Franklin's Masonic Lodge is a building of many firsts. Hiram Lodge No. 7, founded in Franklin in 1809, was first affiliated with the parent Lodge No. 55 in North Carolina. The local Lodge surrendered its North Carolina charter when the Grand Lodge of Tennessee was constituted in 1813 and received its present charter in 1815. In 1817 the Masons of Franklin organized the first legal lottery in Tennessee to fund the construction of a Masonic Hall. The three-story temple, completed in 1823, was the tallest building west of the Allegheny Mountains. Hiram Lodge No. 7 has met in the Masonic Hall since its completion, making it one of the oldest continuous lodges in the same location in the United States.

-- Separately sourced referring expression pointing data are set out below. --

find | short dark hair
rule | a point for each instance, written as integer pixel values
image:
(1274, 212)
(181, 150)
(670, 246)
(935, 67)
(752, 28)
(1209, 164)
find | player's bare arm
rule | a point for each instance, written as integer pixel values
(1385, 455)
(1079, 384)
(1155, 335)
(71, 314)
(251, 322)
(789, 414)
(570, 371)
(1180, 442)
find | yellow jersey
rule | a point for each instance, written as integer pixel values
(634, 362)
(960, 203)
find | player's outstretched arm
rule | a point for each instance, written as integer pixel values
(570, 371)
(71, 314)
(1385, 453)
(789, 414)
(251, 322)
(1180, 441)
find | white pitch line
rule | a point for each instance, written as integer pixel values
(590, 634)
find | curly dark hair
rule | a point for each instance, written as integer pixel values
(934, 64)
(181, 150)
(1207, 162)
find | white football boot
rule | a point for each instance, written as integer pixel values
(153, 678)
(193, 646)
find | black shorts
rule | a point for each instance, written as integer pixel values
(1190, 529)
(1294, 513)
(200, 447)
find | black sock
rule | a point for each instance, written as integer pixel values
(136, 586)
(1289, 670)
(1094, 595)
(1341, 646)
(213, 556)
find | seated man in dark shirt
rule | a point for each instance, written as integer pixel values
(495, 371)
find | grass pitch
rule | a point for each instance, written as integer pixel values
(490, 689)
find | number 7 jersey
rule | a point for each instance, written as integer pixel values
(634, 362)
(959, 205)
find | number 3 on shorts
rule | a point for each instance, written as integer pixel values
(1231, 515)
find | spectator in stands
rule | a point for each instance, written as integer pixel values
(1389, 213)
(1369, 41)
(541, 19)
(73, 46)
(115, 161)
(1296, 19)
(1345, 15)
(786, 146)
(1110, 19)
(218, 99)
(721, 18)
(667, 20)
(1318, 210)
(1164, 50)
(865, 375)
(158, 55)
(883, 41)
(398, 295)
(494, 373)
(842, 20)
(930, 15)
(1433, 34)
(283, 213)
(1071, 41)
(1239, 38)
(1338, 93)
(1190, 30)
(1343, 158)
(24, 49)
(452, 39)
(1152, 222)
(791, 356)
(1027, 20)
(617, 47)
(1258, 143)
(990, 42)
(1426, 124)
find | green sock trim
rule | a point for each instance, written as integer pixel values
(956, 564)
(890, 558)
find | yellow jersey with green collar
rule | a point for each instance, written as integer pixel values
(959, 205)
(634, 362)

In addition to the temple's long Masonic history, it has been the site of many important religious, political, and social events. In 1830 James H. Otey, later the first Episcopal bishop of Tennessee, organized St. Paul's, the state's first Episcopal Church, at the Masonic Hall. On December 7, 1830, noted religious reformer Alexander Campbell preached in the hall and planted the seeds for the Church of Christ, which continued to meet on the site until the congregation completed the construction of a house of worship on Fourth Avenue in 1852. United States Commissioners John H. Eaton and John Coffee accompanied President Andrew Jackson to meet in council with the Chickasaw delegation in 1830 to negotiate the sale of Indian lands, marking the first time a U.S. president had personally participated in treaty negotiations. During the Civil War Confederate spies climbed to the roof to observe troop movements at Fort Granger, a Federal post across the river on Figuers's Bluff. After the battle of Franklin on November 30, 1864, the hall served as a hospital for wounded Union soldiers.
The Masonic Hall is also home to Franklin Chapter No. 2, Royal Arch Masons; DePaynes Commandry No. 11, Knights Templar; and Franklin Chapter No. 449, Order of Eastern Star.